Like the motorists we are a special kind of asshole who in self-indulgent, possessed of a special sense of entitlement and unaware that our delusional behavior is brought on by too much stress, resulting in aggression that leaves us unable to empathize. All we were thinking about as we approached that walkway ahead in our high end automobile is that our boss is an ogre or our spouse is cheating on us or that cyclist over there is shoaling me or that one over there is salmoning and we hate that.

There are times when the pressure cooker we call life is lethal to our sanity and our physical health and to that of others around us.

We Live In A Time of Too Much Noise

City life is what I find most stressful. But as I said before there are plenty of rural and suburban souls that find quietude unbearable. Eventually we get this white noise rattling around in our heads and we lose sleep and we eat fatty foods and sugary snacks and suddenly we have put on 10 pounds and our skinny jeans are much too tight.

Now couple all of this with the fact that those around us are sometimes poorer than we and envious of what we own. So they steal to pay for drug habits or simply to feed themselves. And that raises their stress levels as well as our own. And when we seek solace in the comforting words of the tribe we call our own, we sometimes get dissed. We get told that leaving our bikes improperly locked is stupid.

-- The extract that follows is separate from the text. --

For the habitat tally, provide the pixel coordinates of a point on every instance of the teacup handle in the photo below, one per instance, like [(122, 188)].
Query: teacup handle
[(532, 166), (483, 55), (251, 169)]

Or we make a wrong turn on a Divvy bike and find ourselves caught in the No Man’s Land of Lake Shore Drive and worst of all our plight is captured on the ubiquitous cell phone camera and goes viral in 24 hours and everyone gets to witness our distress. We are like the bicycle equivalents of Bartmann and his baseball catching fiasco.

The Golden Rule Is What Might Just Save Us

Yep, I just reached into that soppy area of religious teaching and because we are all worldly-wise savants of the urbane scene we just know that was a mistake. Come on guy, you can’t really be telling me that something other than Protected Bike Lanes could save us? Well, yes.

Unless we get a handle on who we are in relation to the fellow alongside us we are doomed.

Reply by Elaine O’Sullivan yesterday
There is only one answer to this question. In the end we, must as drivers see each bicyclist as our children and drive accordingly. As cyclist we must ride thoughtfully to make our parents proud of us. When that  happens Cyclist will stop being Killed.

Let Me Amend This Truth

When I saw this reply in a thread on killing cyclists I was stunned. It is simple and straightforward and speaks volumes about the kind of person Elaine is. What I would change is that last sentence. Bicycles do Kill. So it should read “When that happens Cyclists and Motorists will stop killing.” And I suppose that we could further amend it to read “we humans will stop killing“.

We humans are in desperate need of one another. We are put here for one purpose and one purpose only to learn how to live consciously. We need to learn how to wish for one another what we wish for ourselves. With that spirit inside us it won’t matter whether we are piloting cars, trucks, jet planes, buses, bicycles, skate boards or running shoes.